Many international awards
He went on to win many other international awards, with projects on drug addicts, industrial pollution, and coal miners. He is the first photographer from China to be invited to the U.S. by the Department of State on a program for visiting scholars. In 2010, he won a National Geographic Photography Grant.
In 2013, at the Prince Claus Awards ceremony in The Netherlands, Lu explained to the audience why he became a photographer.
“Since 1980, I realized that I can use my camera to help a lot of people, even solve some problems. I keep on finding those problems and hope to play some roles with my photos.”
But in covering controversial issues in China, Lu drew criticism for staging photos he presented as truthful documents of a moment.
In 2008, Lu was disqualified from entering a renowned Chinese photojournalism contest because the judges questioned his journalistic ethics. That same year, the respected Chinese photojournalist He Yanguang alleged that Lu had admitted paying an addict in order to photograph him using drugs. Lu denied this.
Polluted rivers project
At the time, Lu was involved in a 10-year project on China’s polluted rivers. It won him the W. Eugene Smith Grant for Humanistic Photography in 2009 and a National Geographic Photo Grant in 2010.
On Nov. 26, 2018, Xu tweeted that Lu had gone missing during a trip to Xinjiang. She said he had been invited to meet with local photographers in Urumqi, the capital of Xinjiang Uyghur Autonomous Region. He was not planning to photograph the detention camps, she told The New York Times.
“We were all very shocked to hear this,” said Wu Yuren, a family friend and artist who moved to New York after angering Beijing with his human-rights activism. “After coming to the U.S., we rarely hear anyone in our close circle just vanished like that.”

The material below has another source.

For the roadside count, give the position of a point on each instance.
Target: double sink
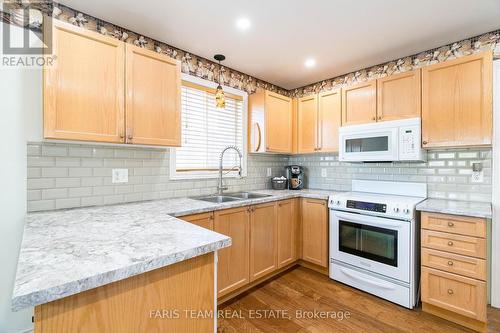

Xu made multiple attempts to contact the police in her husband’s native Zhejiang province. Eventually she learned that Lu had been taken by the Xinjiang guobao, a branch of China’s police in charge of state security.
Arrested in Xinjiang
On Dec. 11, Xu received a phone call from local police saying her husband had been arrested in Kashgar, an ancient city in southern Xinjiang predominantly populated by Muslim Uighurs. The police did not provide her with any written record of the arrest or tell her why Lu was arrested, according to Xu’s tweet.
Lu’s arrest drew international attention. The U.S. State Department’s 2018 Human Rights Report mentioned his case. Numerous rights groups called for his release.
“The Chinese government has a long history of taking people whose views it doesn’t like, literally off the grid and disappearing them,” said Sophie Richardson, China director at Human Rights Watch.
After the initial tweets, Lu’s family maintained silence until Xu tweeted of his release this week. She told VOA the family didn’t announce the news of his release when it occurred several months ago because they wanted to live a quiet life.
On Tuesday, Xu, declined VOA’s request to interview her husband. In an email sent on his behalf, she wrote, “He is doing very well and is busy with setting up a photography museum. He doesn’t want to be bothered. Thank you for your understanding.”